In some ways, the cleavage between "mathematical" statements as you call them, and empirical relates to, as another poster noted, the distinction between analytic (truth-functionally true) and contingent (not truth-functionally true). I'm using these roughly as the logical positivists did, and as they are defined in first-order logic.
A logical theorem, e.g. modus ponens, is analytic/truth-functionally true. As is a proof of Fermat's Theorem, and mathematical proof generally. Your characterization of "mathematical" based on the example you gave, corresponds to what in various ways has been called analytic or necessary propositions. These can uncouple depending on further assumptions. (Kant's definition of analytic would not apply here as it's limited to definitions only).
So to answer your question more robustly: the distinguishing criterion is a theory of deductive proof. Axiomatic systems are systems where given a few primitive assumptions (which themselves require no proof), all further statements, are formally deducible from them.

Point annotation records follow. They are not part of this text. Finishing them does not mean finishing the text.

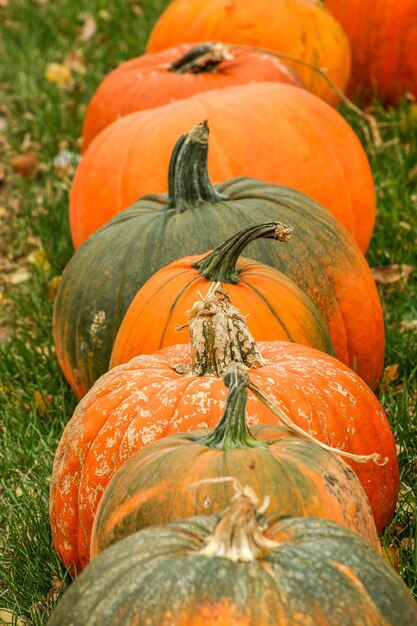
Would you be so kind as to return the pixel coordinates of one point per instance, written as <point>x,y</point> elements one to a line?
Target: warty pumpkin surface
<point>178,389</point>
<point>155,79</point>
<point>104,275</point>
<point>275,307</point>
<point>301,28</point>
<point>241,570</point>
<point>275,132</point>
<point>383,36</point>
<point>181,476</point>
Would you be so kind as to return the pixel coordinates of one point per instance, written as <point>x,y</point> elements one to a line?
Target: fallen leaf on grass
<point>390,274</point>
<point>27,165</point>
<point>8,617</point>
<point>408,325</point>
<point>39,259</point>
<point>58,73</point>
<point>88,29</point>
<point>20,276</point>
<point>41,401</point>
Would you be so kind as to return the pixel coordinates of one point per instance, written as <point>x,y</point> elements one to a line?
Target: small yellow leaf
<point>21,275</point>
<point>408,326</point>
<point>8,617</point>
<point>53,287</point>
<point>392,555</point>
<point>58,73</point>
<point>390,274</point>
<point>39,259</point>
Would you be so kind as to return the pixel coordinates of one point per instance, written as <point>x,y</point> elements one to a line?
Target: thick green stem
<point>220,264</point>
<point>218,335</point>
<point>204,58</point>
<point>232,430</point>
<point>188,180</point>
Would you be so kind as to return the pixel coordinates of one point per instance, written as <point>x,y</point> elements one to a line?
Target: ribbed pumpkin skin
<point>302,28</point>
<point>144,400</point>
<point>146,82</point>
<point>289,137</point>
<point>319,573</point>
<point>321,258</point>
<point>301,479</point>
<point>383,36</point>
<point>275,307</point>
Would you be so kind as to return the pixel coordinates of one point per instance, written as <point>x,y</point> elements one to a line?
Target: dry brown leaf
<point>21,275</point>
<point>88,29</point>
<point>390,274</point>
<point>27,165</point>
<point>408,325</point>
<point>391,554</point>
<point>58,73</point>
<point>8,617</point>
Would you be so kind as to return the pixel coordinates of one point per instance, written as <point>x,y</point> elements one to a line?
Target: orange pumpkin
<point>278,133</point>
<point>275,306</point>
<point>152,80</point>
<point>155,395</point>
<point>383,36</point>
<point>301,28</point>
<point>300,478</point>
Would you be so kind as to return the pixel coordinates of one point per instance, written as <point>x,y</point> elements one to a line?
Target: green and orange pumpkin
<point>239,568</point>
<point>179,389</point>
<point>104,275</point>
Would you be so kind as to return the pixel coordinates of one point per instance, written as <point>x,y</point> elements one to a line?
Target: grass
<point>35,401</point>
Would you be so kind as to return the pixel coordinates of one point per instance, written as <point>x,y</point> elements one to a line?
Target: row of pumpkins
<point>286,531</point>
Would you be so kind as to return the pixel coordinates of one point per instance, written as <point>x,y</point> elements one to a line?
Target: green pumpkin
<point>110,267</point>
<point>239,569</point>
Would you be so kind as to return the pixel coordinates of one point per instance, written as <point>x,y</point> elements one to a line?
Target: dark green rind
<point>110,267</point>
<point>155,577</point>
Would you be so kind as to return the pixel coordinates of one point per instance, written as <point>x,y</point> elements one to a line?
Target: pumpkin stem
<point>220,264</point>
<point>204,58</point>
<point>188,180</point>
<point>238,535</point>
<point>232,430</point>
<point>218,335</point>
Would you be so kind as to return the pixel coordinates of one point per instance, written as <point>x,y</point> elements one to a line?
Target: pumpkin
<point>275,306</point>
<point>104,275</point>
<point>239,569</point>
<point>383,35</point>
<point>155,79</point>
<point>278,133</point>
<point>155,485</point>
<point>301,28</point>
<point>175,390</point>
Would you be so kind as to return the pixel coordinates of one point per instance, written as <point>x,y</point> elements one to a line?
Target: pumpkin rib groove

Most accounts of proof, at least orthodox ones, are deductive in this way. This includes mathematical proof.
So this brings us to your last point:
Consider also the statement “Algorithm A will do task X faster than
Algorithm Y”. It is not immediately clear whether this statement is
empirical or mathematical.
There's a proof that a set of statements are Turing computable called the Church-Turing Thesis. This is a formal proof that has the following empirical implications: if a physical computer meets the minimal threshold of a general computer (Turing completeness), then it will compute at least a subset of Turing computable algorithms.
In other words, Turing computability refers to all the logically possible algorithms. But all the logically possible algorithms cannot be realized empirically. Why? Some empirical laws like entropy limit how much energy can be converted to work, and the availability of energy for conversion to work more generally.
As regards the efficiency of algorithms, my understanding is that you can give formal proofs for the limiting behaviour of a function as it approaches infinity for example. These are purely mathematical/deductive ways that have implications for all empirically possible/instantiated algorithms. However, once you built-in any empirical assumptions into your algorithm, namely about the way the world is, that is no longer a proposition justified by definitions, axioms, and proof alone. Every instantiation of an algorithm is empirical by nature and subject to empirical limits. However, algorithms in the abstract can be stated as proofs.
Note on Quine: I think it's well noted that this distinction as I have characterized it can be attacked, but it's important to begin with it first and expound justifications for it since so much of logic, set theory, mathematics rest on formal deduction. Anything not arrived at through deduction alone, can be said to be empirical.